Between a Rock and a Hard Place

Newsweek

It’s a pretty safe bet that the Democratic-ruled Senate will confirm Solicitor General Elena Kagan, President Obama’s Supreme Court nominee, by about Aug. 6, with over 60 votes. But that’s not to deny that many conservatives–and some liberals–will raise passionate complaints that the 50-year-old Kagan is unfit to be a justice. Indeed, they’ve been attacking her for as long as she has been the consensus front-runner for the nomination.

Conservatives and others have pounded especially hard on her efforts to exclude military recruiters from Harvard Law School’s career services facilities as a protest against the exclusion of gays from the military.

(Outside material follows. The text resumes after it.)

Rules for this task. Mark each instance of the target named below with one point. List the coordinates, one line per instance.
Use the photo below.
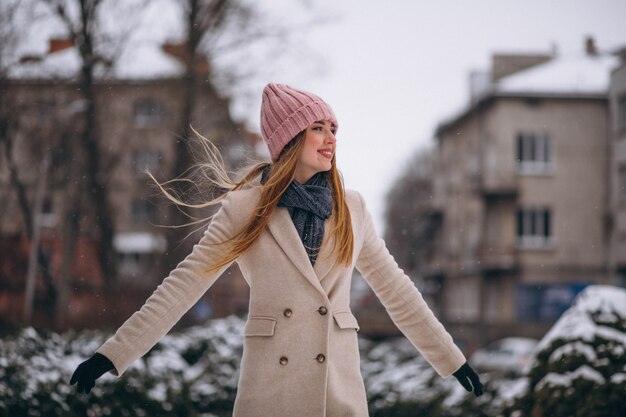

Few if any critics doubt that Kagan is extraordinarily intelligent and accomplished, or that she demonstrated great skill as a consensus-builder as dean of Harvard Law School, where she calmed the troubled ideological waters and won the admiration of conservative and liberal colleagues alike, from 2003 through 2008. But critics do claim that Kagan–who spent most of her career as a law professor and Clinton White House official, with very little courtroom experience before becoming Solicitor General–has less experience relevant to being a justice than any nominee in decades. Indeed, unlike all nine current justices, she has no judicial experience at all.

The New York-born Kagan would increase the Court’s domination by establishmentarians who attended Harvard and Yale law schools–six and three justices, respectively–and its remoteness from the struggles of ordinary Americans. But what really animates most critics is hostility to a nominee whom they consider too liberal or too conservative.